If the rumors are true and Valentino Rossi’s engine was not stopped by a bad sensor that threw a red-light, but that the engine-tied-up-and-threw-the-red-light-just-before-it-locked-up, then a couple of things come to mind.
1. It’s not the way you want your first race as a crewchief to go, obviously. Rossi hired former VR46 alumni David Munoz to be his crewchief for 2020. Before last Sunday Munoz had zero experience with a MotoGP engine in a race environment. The upside of bringing in someone very new is they can bring with them a fresh approach to old problems. The downside is something probably very bad happened inside that engine and Yamaha might be wondering if Munoz’s rookie status in MotoGP was/is a factor.

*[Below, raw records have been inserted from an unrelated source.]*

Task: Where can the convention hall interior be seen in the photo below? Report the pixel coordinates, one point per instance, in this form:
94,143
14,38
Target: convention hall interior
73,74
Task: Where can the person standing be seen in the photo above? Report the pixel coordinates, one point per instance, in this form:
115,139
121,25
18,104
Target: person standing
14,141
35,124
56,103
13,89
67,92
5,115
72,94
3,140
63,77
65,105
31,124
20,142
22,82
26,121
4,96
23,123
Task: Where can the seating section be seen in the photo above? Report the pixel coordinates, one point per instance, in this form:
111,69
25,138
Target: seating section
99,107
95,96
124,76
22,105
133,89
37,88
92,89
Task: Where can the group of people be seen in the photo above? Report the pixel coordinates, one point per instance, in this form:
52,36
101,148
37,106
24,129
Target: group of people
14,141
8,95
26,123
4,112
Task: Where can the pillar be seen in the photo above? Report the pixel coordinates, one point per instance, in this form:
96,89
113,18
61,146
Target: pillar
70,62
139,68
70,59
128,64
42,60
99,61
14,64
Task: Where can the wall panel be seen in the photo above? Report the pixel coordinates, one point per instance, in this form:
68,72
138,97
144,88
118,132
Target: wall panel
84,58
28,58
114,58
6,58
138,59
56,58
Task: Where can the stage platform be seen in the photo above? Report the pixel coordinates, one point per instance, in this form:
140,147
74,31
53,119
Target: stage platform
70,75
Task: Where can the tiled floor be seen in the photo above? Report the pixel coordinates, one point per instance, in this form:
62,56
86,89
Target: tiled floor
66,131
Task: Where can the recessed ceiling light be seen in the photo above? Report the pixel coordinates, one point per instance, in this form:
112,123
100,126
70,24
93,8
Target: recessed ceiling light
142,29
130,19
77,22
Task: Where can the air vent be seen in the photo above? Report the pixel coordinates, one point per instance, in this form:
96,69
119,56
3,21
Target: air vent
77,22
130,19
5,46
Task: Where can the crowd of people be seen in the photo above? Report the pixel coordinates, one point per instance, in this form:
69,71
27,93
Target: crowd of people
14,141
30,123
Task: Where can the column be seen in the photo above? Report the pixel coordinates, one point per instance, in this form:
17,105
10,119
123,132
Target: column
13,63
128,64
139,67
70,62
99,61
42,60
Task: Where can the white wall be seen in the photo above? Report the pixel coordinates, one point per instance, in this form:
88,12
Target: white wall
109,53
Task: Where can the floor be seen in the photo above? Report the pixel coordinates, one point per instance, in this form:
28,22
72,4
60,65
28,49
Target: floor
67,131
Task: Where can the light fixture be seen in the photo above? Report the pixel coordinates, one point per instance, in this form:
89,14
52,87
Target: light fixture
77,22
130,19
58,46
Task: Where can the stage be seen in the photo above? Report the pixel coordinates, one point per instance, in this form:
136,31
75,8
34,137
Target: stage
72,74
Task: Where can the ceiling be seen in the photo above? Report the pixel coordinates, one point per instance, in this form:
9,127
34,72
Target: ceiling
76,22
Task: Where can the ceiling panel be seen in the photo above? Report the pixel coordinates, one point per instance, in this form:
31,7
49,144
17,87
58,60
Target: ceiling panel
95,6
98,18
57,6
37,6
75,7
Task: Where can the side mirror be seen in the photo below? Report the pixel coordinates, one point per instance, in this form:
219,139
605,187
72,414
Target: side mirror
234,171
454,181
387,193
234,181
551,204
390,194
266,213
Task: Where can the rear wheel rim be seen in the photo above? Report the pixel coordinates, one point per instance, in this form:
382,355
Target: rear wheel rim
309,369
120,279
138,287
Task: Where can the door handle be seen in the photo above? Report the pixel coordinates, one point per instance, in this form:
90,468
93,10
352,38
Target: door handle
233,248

2. How many of Rossi’s 2020 engines were built with the same components as the engine that failed? This will be the next big question that Yamaha and the team ask themselves. If the engines are of the same spec AND are sealed, that will mean there is no easy fix if the engines are built with suspect bad parts.
It’s not unusual for Rossi to use a slightly different engine configuration than other Yamaha riders. If, as he has in the past, VR46 is using an engine configuration with a significantly heavier or lighter crankshaft, for example, to make the engine rev quicker or turn in easier, then that will be analyzed to see if it is a factor in the engine failure.